A turning point was the 2011 European Championships, when Britain took team bronze and Nick Skelton individual bronze.
“Confidence is one of the most important things in any sport — when we did well in Madrid, it was a great stepping stone on the way to the Olympics,” said Rob Hoekstra, who took over as team manager in February 2010.
“We had never been very successful in championships and then it started to change. Success breeds success.”
And in September Ben Maher became the first Brit in more than two decades to top the world showjumping rankings. He was knocked off the number one spot by teammate Scott Brash in December, after his Global Champions Tour win in Qatar in November.
The pair remain at the top of the table, thanks in part to loyal ownership backing from Lords Harris and Kirkham for Scott and a new owner in American Jane Clark for Ben.
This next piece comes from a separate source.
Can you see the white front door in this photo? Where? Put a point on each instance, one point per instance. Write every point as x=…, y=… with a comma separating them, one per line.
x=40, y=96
However, Rob admits keeping horses and owners is “certainly a concern”.
“We have a number of really good riders but they can only function at the top level if sitting on a good horse,” he said.
“It’s easy to fall into the void of being a producing nation — especially with the Qataris, Brazilians and Ukrainians offering tremendous amounts of money for horses, there’s a big pressure. But I don’t think on the whole people are walking away from ownership.”
David Broome, who enjoyed success in the heyday of the sport, told H&H he believes the resurgence is due to “a lot of things coming together at the right time”, including owners, strong leadership, good jockeys and the World Class programme.
“I think our team manager has played a big part in it and brought a bit of discipline into the team,” he added. “And the Olympics in London gave us a surge of spirit to some of the local owners, especially with the Widdowsons and Lord Harris and Lord Kirkham. They’ve been rejuvenated in their desire to keep showjumping going.
“To be fair, we’ve always had some very good jockeys — Michael and John Whitaker, Nick Skelton, Robert Smith — but they were only four spokes in the wheel; there are 20 nowadays,” David pointed out.
Rob believes the future remains bright.
“We have a number of younger riders — such as Louise Saywell, William Whitaker and Dan Neilson — who are coming up and who, with the right horses, can make a mark on the international scene,” he said.
“I’m not saying we’re going to go out and win every championship — but now we can be competitive at that level.”